Species of gastropod

Nassarius crassiusculus, is a species of sea snail, a marine gastropod mollusc in the family Nassariidae, the Nassa mud snails or dog whelks.

==Taxonomy==
Buccinum / Nassarius elegans was regarded by Cernohorsky (1984) as a synonym of Nassarius comptus. It is listed in WoRMS as a valid species on the authority of H. Kool. However, as the name Buccinum elegans Kiener, 1834, is nomenclaturally invalid, it is listed under its replacement name, Buccinum / Nassarius crassiusculus.

==Description==
The thick shell is ovate, conical, shining and smooth. Its ground color is whitish, ornamented with numerous undulated and reddish longitudinal lines. The spire composed of eight or nine convex whorls. The upper ones are plaited, and the others marked at their upper part with white and brown spots or blotches, alternately disposed, and surrounding the suture.
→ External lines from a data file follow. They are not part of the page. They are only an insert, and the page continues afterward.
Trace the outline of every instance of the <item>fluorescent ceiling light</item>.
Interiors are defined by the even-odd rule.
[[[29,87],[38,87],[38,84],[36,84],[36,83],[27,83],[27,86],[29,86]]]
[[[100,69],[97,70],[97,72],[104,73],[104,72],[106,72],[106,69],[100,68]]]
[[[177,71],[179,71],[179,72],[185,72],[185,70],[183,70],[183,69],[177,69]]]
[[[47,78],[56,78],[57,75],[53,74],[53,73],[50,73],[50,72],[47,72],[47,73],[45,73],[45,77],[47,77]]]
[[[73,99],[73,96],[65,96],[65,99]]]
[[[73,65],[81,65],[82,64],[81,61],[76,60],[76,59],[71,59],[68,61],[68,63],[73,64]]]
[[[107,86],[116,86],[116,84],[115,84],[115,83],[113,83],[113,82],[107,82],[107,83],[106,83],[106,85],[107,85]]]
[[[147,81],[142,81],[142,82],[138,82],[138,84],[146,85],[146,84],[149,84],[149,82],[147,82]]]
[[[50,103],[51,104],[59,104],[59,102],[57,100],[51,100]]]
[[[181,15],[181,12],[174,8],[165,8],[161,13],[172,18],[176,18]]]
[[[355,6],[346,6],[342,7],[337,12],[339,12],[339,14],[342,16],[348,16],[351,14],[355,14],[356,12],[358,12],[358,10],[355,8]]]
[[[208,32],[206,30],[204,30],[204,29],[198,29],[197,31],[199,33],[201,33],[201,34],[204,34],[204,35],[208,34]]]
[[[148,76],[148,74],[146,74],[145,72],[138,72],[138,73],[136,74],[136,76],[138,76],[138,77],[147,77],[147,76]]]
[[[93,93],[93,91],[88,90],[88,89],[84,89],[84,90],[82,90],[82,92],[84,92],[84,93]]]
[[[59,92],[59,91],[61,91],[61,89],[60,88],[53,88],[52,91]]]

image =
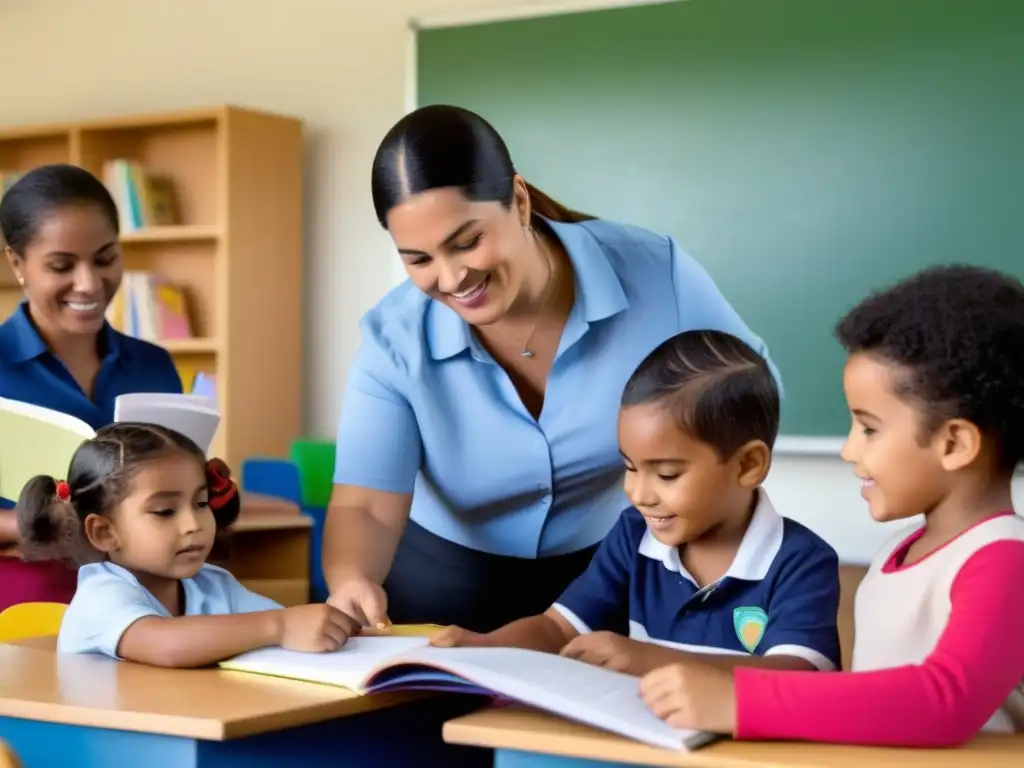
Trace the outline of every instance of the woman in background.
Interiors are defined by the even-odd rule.
[[[0,234],[25,295],[0,325],[0,397],[98,429],[114,420],[118,395],[181,392],[166,350],[118,333],[105,320],[124,263],[117,207],[95,176],[72,165],[30,171],[0,201]],[[18,557],[13,506],[0,499],[0,610],[68,602],[73,570]]]
[[[768,352],[671,238],[539,192],[472,112],[406,115],[372,187],[409,280],[349,374],[330,601],[486,632],[546,610],[629,506],[616,414],[648,352],[688,329]]]

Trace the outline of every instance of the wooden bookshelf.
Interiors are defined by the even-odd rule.
[[[69,162],[104,179],[127,159],[171,179],[180,224],[123,232],[125,269],[182,285],[194,338],[163,342],[186,389],[214,374],[213,451],[236,470],[302,431],[302,125],[231,106],[0,126],[0,172]],[[0,313],[21,298],[0,268]]]

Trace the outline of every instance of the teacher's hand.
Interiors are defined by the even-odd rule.
[[[388,618],[388,596],[383,587],[369,579],[350,579],[331,592],[327,602],[360,622],[364,627],[383,629]]]

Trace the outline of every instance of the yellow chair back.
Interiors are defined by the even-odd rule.
[[[0,768],[21,768],[21,760],[6,741],[0,741]]]
[[[26,637],[47,637],[60,632],[64,603],[18,603],[0,613],[0,643]]]

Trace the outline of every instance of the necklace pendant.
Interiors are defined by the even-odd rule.
[[[519,353],[519,356],[520,357],[533,357],[533,352],[531,352],[528,349],[524,349],[522,352]]]

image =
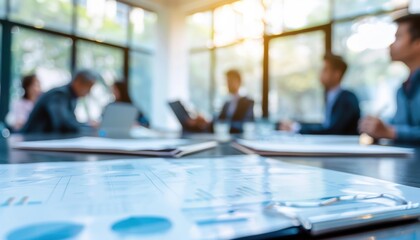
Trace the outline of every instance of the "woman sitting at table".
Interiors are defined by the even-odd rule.
[[[28,120],[35,102],[41,95],[41,84],[36,75],[27,75],[22,78],[22,98],[16,100],[9,114],[7,124],[13,131],[19,131]]]

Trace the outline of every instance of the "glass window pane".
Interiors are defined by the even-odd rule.
[[[261,116],[263,44],[261,40],[249,40],[231,47],[216,50],[216,86],[213,106],[220,112],[228,97],[225,73],[237,69],[242,75],[241,93],[255,101],[255,115]]]
[[[19,27],[12,34],[11,102],[22,96],[23,75],[36,73],[44,92],[70,81],[71,39]]]
[[[201,12],[187,18],[188,45],[190,48],[211,46],[211,12]]]
[[[264,32],[264,6],[259,0],[242,0],[214,11],[214,45],[243,38],[260,38]]]
[[[269,51],[270,117],[321,122],[324,104],[319,72],[325,54],[324,32],[273,39]]]
[[[79,120],[98,120],[102,109],[114,100],[110,86],[123,77],[124,51],[95,43],[77,42],[77,68],[93,69],[104,78],[93,86],[91,93],[77,108]]]
[[[130,54],[129,93],[133,103],[149,118],[152,116],[153,55]]]
[[[95,39],[127,44],[129,6],[115,0],[78,0],[77,33]]]
[[[379,10],[393,10],[408,6],[409,0],[335,0],[334,18],[368,14]]]
[[[239,18],[231,4],[214,11],[214,45],[222,46],[239,39]]]
[[[70,32],[72,11],[72,0],[12,0],[9,17],[37,28]]]
[[[154,48],[156,44],[157,14],[141,8],[132,8],[130,24],[132,29],[132,45]]]
[[[284,0],[286,29],[299,29],[327,23],[330,19],[329,0]]]
[[[239,38],[260,38],[264,33],[264,5],[261,0],[242,0],[232,4],[238,14]]]
[[[0,0],[0,18],[6,16],[6,0]]]
[[[333,27],[334,51],[349,64],[343,83],[357,93],[364,113],[381,111],[384,117],[392,116],[396,89],[408,76],[401,63],[390,60],[388,46],[394,41],[395,31],[390,16],[367,17]]]
[[[210,52],[192,53],[189,58],[190,103],[196,111],[211,117]]]
[[[267,24],[267,34],[280,34],[284,27],[284,2],[283,0],[263,1],[265,11],[265,21]]]

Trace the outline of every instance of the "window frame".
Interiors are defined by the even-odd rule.
[[[237,0],[240,1],[240,0]],[[234,2],[237,2],[234,1]],[[269,49],[270,49],[270,41],[273,39],[278,39],[278,38],[283,38],[283,37],[288,37],[288,36],[294,36],[294,35],[298,35],[298,34],[302,34],[302,33],[309,33],[309,32],[313,32],[313,31],[324,31],[325,32],[325,50],[326,52],[331,52],[333,49],[333,29],[334,29],[334,24],[336,23],[343,23],[343,22],[351,22],[354,21],[358,18],[363,18],[363,17],[368,17],[368,16],[379,16],[379,15],[384,15],[384,14],[392,14],[395,12],[399,12],[402,10],[407,10],[408,9],[408,5],[404,6],[404,7],[398,7],[392,10],[377,10],[377,11],[373,11],[370,13],[362,13],[362,14],[354,14],[351,16],[346,16],[346,17],[342,17],[342,18],[335,18],[334,17],[334,9],[335,9],[335,4],[336,1],[339,0],[326,0],[329,1],[330,7],[329,7],[329,21],[326,22],[325,24],[321,24],[321,25],[315,25],[315,26],[310,26],[310,27],[305,27],[302,29],[298,29],[298,30],[291,30],[288,31],[286,30],[283,33],[280,34],[267,34],[267,31],[264,31],[264,34],[262,36],[263,38],[263,76],[262,76],[262,100],[261,100],[261,112],[262,112],[262,118],[264,119],[269,119],[270,117],[270,113],[269,113],[269,91],[270,91],[270,69],[269,69]],[[234,2],[230,2],[227,4],[232,4]],[[200,12],[210,12],[211,13],[211,21],[212,21],[212,25],[211,25],[211,42],[214,43],[214,22],[215,22],[215,10],[219,7],[222,7],[226,4],[220,4],[220,5],[216,5],[210,9],[202,9],[200,11],[195,11],[195,12],[191,12],[188,14],[188,16],[191,16],[195,13],[200,13]],[[284,23],[283,23],[284,24]],[[265,23],[265,28],[267,28],[267,24]],[[219,48],[224,48],[224,47],[229,47],[229,46],[233,46],[236,44],[241,43],[242,41],[244,41],[246,39],[238,39],[235,42],[232,42],[230,44],[224,45],[224,46],[210,46],[210,47],[194,47],[194,48],[190,48],[189,53],[193,54],[193,53],[199,53],[199,52],[203,52],[203,51],[209,51],[210,52],[210,56],[211,56],[211,61],[210,61],[210,103],[213,102],[214,97],[215,97],[215,84],[216,84],[216,79],[215,79],[215,72],[216,72],[216,50]],[[210,108],[211,111],[214,112],[214,107],[213,105]]]
[[[123,78],[125,81],[128,81],[130,79],[130,71],[129,71],[129,64],[130,64],[130,52],[141,52],[143,54],[148,55],[154,55],[155,51],[150,48],[138,46],[136,44],[133,44],[133,37],[132,37],[132,24],[130,22],[130,14],[127,14],[127,31],[126,31],[126,44],[125,45],[119,45],[108,41],[97,41],[92,38],[84,37],[81,35],[77,35],[77,8],[76,5],[78,3],[78,0],[72,0],[72,26],[70,32],[60,32],[55,29],[49,29],[48,27],[43,28],[37,28],[35,26],[29,25],[27,23],[23,22],[15,22],[11,21],[9,18],[10,15],[10,1],[12,0],[6,0],[6,15],[4,18],[0,18],[0,25],[1,28],[1,40],[2,43],[1,46],[1,60],[2,67],[0,69],[0,122],[4,122],[6,115],[9,111],[9,105],[10,105],[10,87],[12,82],[12,29],[14,27],[24,28],[28,30],[38,31],[40,33],[48,33],[55,36],[61,36],[71,39],[72,46],[71,46],[71,59],[70,59],[70,72],[73,74],[74,71],[77,69],[77,43],[79,41],[85,41],[101,46],[107,46],[107,47],[113,47],[117,48],[123,51],[124,57],[123,57]],[[133,8],[141,8],[145,11],[154,12],[150,9],[144,8],[143,6],[139,6],[137,4],[132,4],[127,1],[119,1],[120,3],[123,3],[125,5],[128,5],[129,7],[129,13]],[[155,13],[155,12],[154,12]]]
A band a little deeper colored covers the body of the body whorl, the base of which is furnished with pretty distinct transverse striae or furrows, five or six in number. The white aperture is ovate, terminated above by a sort of canal, indicated by a transverse ridge upon the left lip. The outer lip is thick, slightly denticulated towards the base, and deeply striated within. The columella is arcuated, the base spirally folded. The left lip covers it, extends slightly upon the body of the shell, and forms a small, projecting keel, terminated by small drops, and a raised point.